In all cases, the basic function is clear: the goal is to restore the conditions in which profit accumulation can resume. If this means massive human suffering, economic misery, and massive blows to the living standards of the vast majority... well, so be it. There's a question about whether this is self-undermining in the long-run even for capitalists, since it threatens to severely undermine effective demand. But at present (and the short-term present is all that capitalists care about), capitalists are earning big profits so they aren't likely to be moved by such long-term problems. After all, most of them have invested their new masses of capital outside of the US rather than right here at home, so it's not even obvious that all sectors of industry are worried about eroding effective demand here.

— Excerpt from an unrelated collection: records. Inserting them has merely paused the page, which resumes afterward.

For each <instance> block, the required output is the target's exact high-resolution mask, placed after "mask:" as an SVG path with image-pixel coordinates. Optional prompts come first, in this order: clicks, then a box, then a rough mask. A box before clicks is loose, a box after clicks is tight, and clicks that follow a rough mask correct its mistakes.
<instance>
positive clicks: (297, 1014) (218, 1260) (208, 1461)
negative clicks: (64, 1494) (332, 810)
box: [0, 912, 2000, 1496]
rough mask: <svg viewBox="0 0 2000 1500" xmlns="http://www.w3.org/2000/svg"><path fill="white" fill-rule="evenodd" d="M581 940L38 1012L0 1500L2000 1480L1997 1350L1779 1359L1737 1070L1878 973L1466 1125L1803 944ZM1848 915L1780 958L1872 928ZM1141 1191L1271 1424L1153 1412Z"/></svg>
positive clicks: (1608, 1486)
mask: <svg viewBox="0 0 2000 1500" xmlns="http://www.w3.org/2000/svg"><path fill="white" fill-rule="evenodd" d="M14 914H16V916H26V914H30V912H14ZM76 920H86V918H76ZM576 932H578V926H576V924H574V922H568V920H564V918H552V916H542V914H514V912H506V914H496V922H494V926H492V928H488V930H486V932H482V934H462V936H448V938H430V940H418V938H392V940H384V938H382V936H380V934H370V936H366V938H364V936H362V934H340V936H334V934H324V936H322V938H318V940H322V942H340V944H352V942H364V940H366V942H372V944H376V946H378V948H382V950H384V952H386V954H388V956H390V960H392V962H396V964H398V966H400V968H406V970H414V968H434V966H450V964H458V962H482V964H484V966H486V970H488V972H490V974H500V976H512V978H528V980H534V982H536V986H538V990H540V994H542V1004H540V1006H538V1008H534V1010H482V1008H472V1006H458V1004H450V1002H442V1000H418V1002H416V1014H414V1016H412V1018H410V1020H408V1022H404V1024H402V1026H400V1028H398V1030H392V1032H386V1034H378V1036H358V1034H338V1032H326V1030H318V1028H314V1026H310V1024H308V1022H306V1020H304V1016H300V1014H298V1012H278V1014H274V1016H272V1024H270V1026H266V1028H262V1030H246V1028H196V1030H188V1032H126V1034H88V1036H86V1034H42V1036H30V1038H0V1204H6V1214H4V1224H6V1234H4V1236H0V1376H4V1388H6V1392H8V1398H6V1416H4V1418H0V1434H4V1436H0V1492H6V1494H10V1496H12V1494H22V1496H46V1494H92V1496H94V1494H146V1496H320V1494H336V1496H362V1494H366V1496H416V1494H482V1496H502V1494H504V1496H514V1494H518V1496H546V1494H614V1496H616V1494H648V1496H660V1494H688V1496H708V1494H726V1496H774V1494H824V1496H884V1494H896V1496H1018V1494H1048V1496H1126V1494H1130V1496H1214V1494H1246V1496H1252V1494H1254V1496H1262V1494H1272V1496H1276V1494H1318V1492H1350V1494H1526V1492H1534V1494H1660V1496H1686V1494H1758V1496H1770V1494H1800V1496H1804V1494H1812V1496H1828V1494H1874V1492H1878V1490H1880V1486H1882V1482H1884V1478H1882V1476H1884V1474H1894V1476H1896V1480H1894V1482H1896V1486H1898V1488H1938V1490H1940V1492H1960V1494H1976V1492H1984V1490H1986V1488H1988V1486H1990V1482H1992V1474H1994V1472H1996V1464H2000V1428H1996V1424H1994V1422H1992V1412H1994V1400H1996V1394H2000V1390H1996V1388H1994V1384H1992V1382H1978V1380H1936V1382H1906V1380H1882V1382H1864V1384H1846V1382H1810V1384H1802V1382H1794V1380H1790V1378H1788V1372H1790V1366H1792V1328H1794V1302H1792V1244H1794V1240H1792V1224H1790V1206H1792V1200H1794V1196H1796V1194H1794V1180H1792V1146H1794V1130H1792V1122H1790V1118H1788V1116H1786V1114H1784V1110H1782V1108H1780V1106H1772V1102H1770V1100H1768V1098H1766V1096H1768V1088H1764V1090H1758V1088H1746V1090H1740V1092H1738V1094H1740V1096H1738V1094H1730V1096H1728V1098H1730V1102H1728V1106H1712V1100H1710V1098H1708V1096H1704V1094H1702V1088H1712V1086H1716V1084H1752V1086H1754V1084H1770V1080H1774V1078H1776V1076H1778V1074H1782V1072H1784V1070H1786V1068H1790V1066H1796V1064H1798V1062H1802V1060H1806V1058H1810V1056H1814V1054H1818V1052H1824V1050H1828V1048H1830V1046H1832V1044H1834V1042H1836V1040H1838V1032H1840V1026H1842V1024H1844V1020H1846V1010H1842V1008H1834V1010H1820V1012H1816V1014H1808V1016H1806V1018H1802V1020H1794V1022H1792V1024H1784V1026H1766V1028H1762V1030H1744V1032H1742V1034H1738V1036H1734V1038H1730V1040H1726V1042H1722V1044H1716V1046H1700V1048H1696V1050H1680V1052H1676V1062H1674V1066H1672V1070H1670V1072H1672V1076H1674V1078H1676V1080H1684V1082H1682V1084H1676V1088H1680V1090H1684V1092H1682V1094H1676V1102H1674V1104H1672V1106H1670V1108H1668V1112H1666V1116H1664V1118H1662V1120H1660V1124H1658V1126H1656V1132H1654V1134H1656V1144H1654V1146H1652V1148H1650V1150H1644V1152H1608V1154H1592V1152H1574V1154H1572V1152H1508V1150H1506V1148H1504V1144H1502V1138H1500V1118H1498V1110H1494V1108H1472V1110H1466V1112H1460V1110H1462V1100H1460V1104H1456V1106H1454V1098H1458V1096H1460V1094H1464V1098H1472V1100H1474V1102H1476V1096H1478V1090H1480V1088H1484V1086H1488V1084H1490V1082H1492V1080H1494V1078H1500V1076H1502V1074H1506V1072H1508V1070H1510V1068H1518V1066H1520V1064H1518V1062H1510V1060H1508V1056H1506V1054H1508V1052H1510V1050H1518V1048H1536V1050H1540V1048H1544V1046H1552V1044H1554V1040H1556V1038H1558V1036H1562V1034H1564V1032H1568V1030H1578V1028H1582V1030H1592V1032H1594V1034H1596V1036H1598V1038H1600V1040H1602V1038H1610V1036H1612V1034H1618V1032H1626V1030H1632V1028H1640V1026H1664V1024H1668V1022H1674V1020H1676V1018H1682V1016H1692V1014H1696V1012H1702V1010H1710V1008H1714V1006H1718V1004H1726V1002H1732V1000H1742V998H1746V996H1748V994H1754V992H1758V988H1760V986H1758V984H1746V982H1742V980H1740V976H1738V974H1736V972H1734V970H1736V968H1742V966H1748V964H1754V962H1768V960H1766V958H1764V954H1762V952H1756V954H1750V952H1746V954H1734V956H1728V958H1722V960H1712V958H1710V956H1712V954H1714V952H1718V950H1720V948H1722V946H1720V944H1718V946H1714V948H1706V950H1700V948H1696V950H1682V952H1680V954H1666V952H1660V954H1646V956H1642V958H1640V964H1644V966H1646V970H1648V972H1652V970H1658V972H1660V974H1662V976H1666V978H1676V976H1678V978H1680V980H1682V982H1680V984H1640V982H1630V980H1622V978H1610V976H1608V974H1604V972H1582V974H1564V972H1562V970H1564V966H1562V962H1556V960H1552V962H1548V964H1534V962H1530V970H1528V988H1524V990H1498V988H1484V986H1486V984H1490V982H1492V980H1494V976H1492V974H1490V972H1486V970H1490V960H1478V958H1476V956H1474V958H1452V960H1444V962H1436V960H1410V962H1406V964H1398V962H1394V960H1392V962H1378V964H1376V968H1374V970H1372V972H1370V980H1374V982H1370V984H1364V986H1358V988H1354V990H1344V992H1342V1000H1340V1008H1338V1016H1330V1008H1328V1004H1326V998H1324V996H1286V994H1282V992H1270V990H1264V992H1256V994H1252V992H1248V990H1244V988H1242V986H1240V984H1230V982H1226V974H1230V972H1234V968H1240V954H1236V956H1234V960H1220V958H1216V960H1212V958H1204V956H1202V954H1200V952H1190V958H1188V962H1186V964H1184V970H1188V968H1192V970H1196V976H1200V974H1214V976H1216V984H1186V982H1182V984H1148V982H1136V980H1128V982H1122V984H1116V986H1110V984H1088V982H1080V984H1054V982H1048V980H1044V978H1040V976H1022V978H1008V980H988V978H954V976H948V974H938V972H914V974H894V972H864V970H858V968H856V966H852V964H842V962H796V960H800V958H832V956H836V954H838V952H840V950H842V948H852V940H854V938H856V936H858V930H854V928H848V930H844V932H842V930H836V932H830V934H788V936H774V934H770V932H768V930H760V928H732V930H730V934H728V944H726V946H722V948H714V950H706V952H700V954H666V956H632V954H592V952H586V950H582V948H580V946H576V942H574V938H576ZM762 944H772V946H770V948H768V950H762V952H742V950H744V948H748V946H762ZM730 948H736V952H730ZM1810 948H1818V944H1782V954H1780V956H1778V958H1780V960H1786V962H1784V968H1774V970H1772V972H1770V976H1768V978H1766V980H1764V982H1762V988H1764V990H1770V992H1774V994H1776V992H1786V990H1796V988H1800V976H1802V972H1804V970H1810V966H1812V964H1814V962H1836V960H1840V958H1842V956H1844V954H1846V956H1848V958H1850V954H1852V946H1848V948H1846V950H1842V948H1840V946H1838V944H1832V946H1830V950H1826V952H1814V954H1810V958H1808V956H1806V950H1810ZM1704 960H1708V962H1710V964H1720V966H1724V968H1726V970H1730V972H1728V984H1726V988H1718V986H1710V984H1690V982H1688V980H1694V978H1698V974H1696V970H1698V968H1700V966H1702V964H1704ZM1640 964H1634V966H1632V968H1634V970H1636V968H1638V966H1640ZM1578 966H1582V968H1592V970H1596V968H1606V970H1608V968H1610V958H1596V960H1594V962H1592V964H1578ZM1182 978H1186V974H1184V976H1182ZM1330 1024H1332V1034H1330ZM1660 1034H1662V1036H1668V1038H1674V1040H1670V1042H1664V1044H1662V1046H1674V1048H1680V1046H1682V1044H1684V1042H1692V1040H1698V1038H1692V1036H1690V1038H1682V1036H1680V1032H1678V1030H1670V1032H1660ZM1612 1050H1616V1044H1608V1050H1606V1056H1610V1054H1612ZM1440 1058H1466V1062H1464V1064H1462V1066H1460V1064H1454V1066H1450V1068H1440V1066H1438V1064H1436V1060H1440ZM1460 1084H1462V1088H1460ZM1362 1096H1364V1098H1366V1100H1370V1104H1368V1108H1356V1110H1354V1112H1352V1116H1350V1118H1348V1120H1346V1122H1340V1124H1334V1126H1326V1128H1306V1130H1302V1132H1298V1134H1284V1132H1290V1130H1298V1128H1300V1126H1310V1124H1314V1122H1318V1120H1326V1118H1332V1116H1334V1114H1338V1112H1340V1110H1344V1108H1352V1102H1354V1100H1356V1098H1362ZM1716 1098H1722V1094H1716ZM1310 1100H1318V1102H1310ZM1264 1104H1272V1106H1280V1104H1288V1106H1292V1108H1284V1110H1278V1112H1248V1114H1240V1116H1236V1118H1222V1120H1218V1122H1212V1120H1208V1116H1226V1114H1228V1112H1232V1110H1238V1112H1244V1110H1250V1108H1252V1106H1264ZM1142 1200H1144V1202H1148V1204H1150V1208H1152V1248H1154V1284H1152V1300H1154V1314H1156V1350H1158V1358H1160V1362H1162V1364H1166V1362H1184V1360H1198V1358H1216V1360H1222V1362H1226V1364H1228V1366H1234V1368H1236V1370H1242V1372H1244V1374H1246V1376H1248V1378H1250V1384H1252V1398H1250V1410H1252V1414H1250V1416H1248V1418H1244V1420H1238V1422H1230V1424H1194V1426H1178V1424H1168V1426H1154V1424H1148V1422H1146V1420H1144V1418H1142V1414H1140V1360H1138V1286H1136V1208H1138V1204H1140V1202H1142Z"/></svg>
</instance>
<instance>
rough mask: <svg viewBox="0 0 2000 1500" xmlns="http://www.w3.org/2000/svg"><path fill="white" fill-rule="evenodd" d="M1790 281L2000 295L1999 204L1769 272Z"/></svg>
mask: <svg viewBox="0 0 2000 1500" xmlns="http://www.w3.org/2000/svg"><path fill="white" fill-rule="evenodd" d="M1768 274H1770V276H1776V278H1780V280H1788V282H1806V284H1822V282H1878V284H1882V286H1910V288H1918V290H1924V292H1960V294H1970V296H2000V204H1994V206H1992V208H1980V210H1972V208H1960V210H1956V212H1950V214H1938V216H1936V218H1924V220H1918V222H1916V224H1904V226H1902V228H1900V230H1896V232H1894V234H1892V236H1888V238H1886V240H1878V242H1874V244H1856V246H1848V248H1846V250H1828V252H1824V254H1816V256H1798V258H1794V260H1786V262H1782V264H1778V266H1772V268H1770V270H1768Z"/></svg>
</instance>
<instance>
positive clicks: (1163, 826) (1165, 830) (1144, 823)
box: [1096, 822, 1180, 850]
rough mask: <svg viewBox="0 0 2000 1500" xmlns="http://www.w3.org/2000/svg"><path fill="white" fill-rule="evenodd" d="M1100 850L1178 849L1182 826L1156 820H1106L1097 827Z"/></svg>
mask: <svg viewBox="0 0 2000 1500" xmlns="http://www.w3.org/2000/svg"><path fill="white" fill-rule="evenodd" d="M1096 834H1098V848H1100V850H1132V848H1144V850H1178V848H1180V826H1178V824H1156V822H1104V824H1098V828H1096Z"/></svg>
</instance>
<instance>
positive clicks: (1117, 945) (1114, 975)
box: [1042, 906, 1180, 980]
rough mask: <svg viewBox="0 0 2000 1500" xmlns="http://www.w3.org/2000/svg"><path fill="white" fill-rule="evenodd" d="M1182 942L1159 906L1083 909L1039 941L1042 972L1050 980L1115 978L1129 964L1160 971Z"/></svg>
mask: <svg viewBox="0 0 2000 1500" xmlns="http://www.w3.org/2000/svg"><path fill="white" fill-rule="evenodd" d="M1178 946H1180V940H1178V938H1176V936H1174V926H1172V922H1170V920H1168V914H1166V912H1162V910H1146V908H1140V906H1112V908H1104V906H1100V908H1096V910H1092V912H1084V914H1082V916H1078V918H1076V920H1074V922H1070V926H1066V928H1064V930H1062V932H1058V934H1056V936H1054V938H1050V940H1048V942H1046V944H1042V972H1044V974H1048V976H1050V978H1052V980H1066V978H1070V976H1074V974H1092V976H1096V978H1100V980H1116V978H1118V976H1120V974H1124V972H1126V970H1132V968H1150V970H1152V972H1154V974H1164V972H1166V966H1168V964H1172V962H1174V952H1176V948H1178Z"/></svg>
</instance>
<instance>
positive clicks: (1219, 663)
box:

So, to understand what's happening from Greece, to London, to Washington, to Madison... all one really needs to know is that be basic function of the state is to secure the conditions in which stable, sufficiently high profits can be made by the ruling class. This has nothing to do with "fiscal responsibility", an empty and ultimately meaningless phrase. This has to do with forcing those least able to fight back to foot the bill for a mess caused entirely by those who own and control the basic structure of our economy. This is a class war being waged on us from above. Those occupying the Capitol in Madison recognize this, and their doing something that hasn't been done enough in the last 30 years in the US. They're saying enough is enough and they're fighting back. If the Democrats in opposition in WI are getting dragged along by this movement, we shouldn't be surprised at their opportunism. But we shouldn't make the mistake of thinking that they're unqualified allies in the struggle. When they are forced to act by big movements on the ground, they behave a lot differently than they do in the absence of struggle. This is instructive.


Anonymous said...

All of us who grew up in the 50s and 60s will recall the slogan "what's good for GM is good for America". That's turned out to be false, but it's important to keep in mind that this slogan expresses the basic framework within which elected officials of both major parties operate. They both believe it, and their entire political framework is structured around it. What we need is a political force that contests it and dares to challenge (shaky, at best) idea that what's best for Wall Street is what's best for the country.

Anonymous said...

You say the state is an "unpaid nanny". I agree with the nanny part... but many of the politicians who sit atop it are paid quite handsomely. Great post, overall, though.